For some objective types, LightGBM transforms the raw score (sum of tree outputs) to produce the model output. For example, for Poisson, Gamma, and Tweedie regressions, the raw score is passed through the exp function. However, when the boosting type is rf (random forest), these transforms don't appear to be applied, instead the output of the model is just the average of the tree outputs.
Similarly, when reg_sqrt is true, the raw score is squared to produce the model output. However, when either the boosting type is rf OR the objective type is Poisson, Gamma, Tweedie, or Huber, this output transform does not appear to be applied.
For binary classification, again if the boosting type is rf, it appears that the model outputs the average of the tree outputs, but does not apply the 1 / Math.Exp(-Sigmoid * RawScore) transform to produce a probability.
Is this to be expected? Shouldn't the choice of reg_sqrt and whether or not boosting type rf is used be independent of the model output meaning?

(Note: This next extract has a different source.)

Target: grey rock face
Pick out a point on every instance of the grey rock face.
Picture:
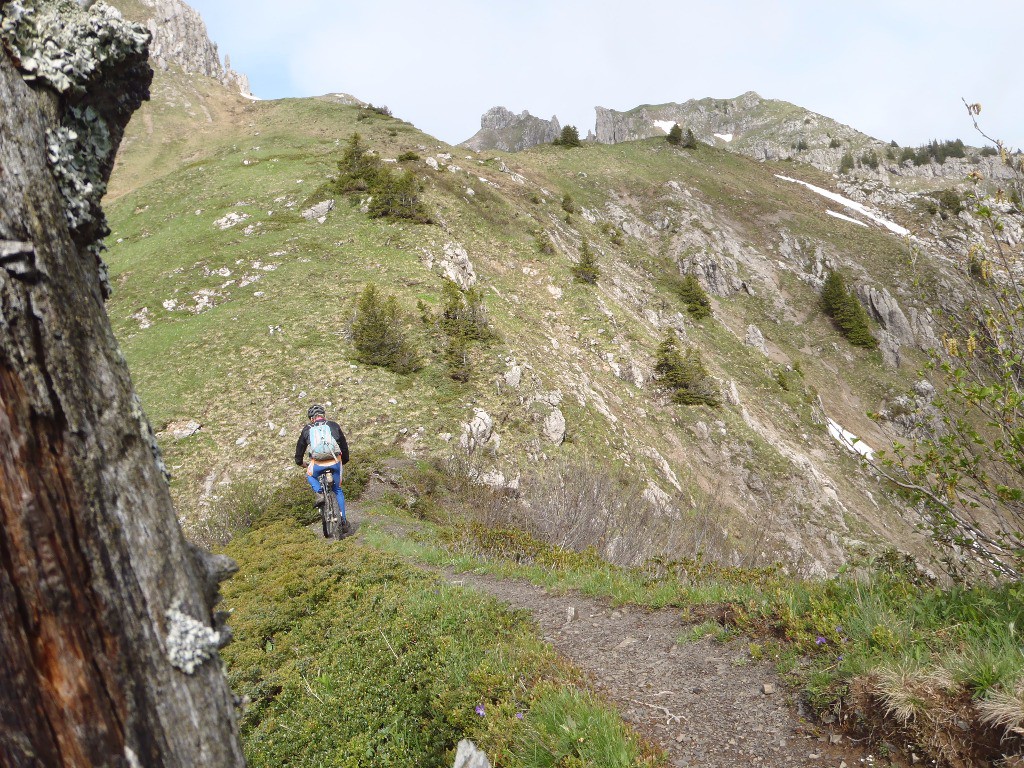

PS: Just a guess, but looking at the generated C++ code for the tree:
void GBDT::Predict(const double* features, double *output, const PredictionEarlyStopInstance* early_stop) const {
PredictRaw(features, output, early_stop);
if (average_output_) {
for (int k = 0; k < num_tree_per_iteration_; ++k) {
output[k] /= num_iteration_for_pred_;
}
}
else if (objective_function_ != nullptr) {
objective_function_->ConvertOutput(output, output);
}
}
It seems like the else if should just be an if, as otherwise if averaging is done (as is the case for random forest), the ConvertOutput methods are never called?
@guolinke Any comment on this, please?
@mjmckp sorry, I am in the vacation.
In this PR: https://github.com/Microsoft/LightGBM/pull/1637, RF will directly fit the targets by regression. Therefore, it is no need for label transform.
And I think reg_sqrt is not used in RF mode as well.
I think we may need a Better solution for RF mode, by using the gradients from objective function here : https://github.com/Microsoft/LightGBM/blob/master/src/boosting/rf.hpp#L80-L110, and enable the ConvertOutput in prediction.
@mjmckp I am afraid I cannot fix this for RF recently.
Would you like to contribute this?
I could give it a go, if you could provide a rough description of what changes are required and where?
@mjmckp thanks so much!
you need to:
ping @mjmckp
any progress?
@mjmckp if you don't have time for this, I can fix it recently.
@guolinke That would be great, thanks, as this isn't something that I desperately need, but just up when I was writing the unit tests for https://github.com/rca22/LightGBM.Net However, I would like to understand the LightGBM codebase better in order to contribute in the future.